The Mysterious Phenomenon of Knotting a String Around a Rod

[john101]

Hi.

I've been searching for some description of the following. Something that will explain it and perhaps even some maths about it.

Take a rod or a stick and tie a string around its middle.

Hang it so the string is unwound, still.

Start turning the rod so the string twists around.

Keep twisting.

If at any time you let the rod go the string unwinds again to rest.

Keep twisting and you can see the string twists to a point where it suddenly creates a knot.

If you at that point let the rod go it only unwinds to the knot but no further.

If you keep twisting it forms knot after knot until the whole string is a row of knots that won't unwind.

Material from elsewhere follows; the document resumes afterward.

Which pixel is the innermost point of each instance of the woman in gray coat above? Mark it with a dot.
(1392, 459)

If you keep twisting a third set of knots pop into existence.

It seems the thickness of the string, the length of the string, the weight of the rod are factors that determing things.

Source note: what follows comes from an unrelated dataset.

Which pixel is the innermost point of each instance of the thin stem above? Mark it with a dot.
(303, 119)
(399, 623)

Is this something that anyone anywhere has looked at and have words to describe it and perhaps even something that can predict and generally explain it.

 

[john101]

It seems it's only possible to get a third set of knots. Probably depends on thickness of string.

Reminds me of the trick re folding a sheet of paper more than nine times. Mythbusters tried that one in a hangar using a roller and forklift. From memory they set a record.

 

[collinsmark]

Would it be possible to post a video or even a diagram of what you trying to describe? I don't understand what you mean.

 

[john101]

Yes.

The string is fixed at the top and the rod is spun around and the string twists and at some point creates a knot that is difficult to unwind...etc.

 

[collinsmark]

Okay, I think I understand now.

The "knots" you describe are not really knots, so to speak. They are just loops that form on the string.

This is not my field of expertise, but I'm sure somebody else here might be able to help better. The mechanical engineering sub-forum might be the best place to look.

In the mean time, I believe this might be explained in terms of stresses on the string. As the string is twisted it gains torsional stresses. Each loop that forms in the string effectively reduces the torsional stress. If the string was rigid, these loops would introduce bending stress, and in that case, it would be the result of the string attempting to balance torsional and bending stresses. In the case of a normal string though, bending stresses are negligible, and the loops merely shorten the effective length of the string (increasing the potential energy of the rod by raising it up) -- still, however, each loop reduces the torsional stress of the string.

So why don't the loops always vanish when the rod is released? I'm guessing friction.

Again though, this isn't my area of expertise and someone in the mechanical engineering subforum that knows more about stresses could probably help better.

 

[john101]

Hmmm.. makes sense. It seems the 'knotting' momentarily reduces tension in the string. That it doesn't unwind becuse of friction makes sense.

Then it looks to me that that tension is stored in the unwound loop.

When watching the formation of a loop they all seem form in the same way. As the knots form the 'string' becomes stiffer. And the rod rises and becomes harder to turn until the next knot forms.

 

[jedishrfu]

Here's something related to this phenomena

http://www.livescience.com/43536-yarn-muscles-100x-stronger-human-muscles.html

A researcher twists and coils fish line to make a muscle that reacts to heat.

It also may be related to supercoiling but I couldn't find an example of a rubber band or string doing this although as a kid we would wind up model plane powered by rubberbands and watch the coil up when they couldn't twist anymore and that was essential to adding more flight time.

 

[john101]

After I posted this topic someone posted this :

What is strain? Why does DNA coil upon itself?

Reference https://www.physicsforums.com/threa...oes-dna-coil-upon-itself.903433/#post-5688854

in
Forums > Other Sciences > Biology and Medical

that appears to have some answers.

So, perhaps there is a way to describe this scientifically.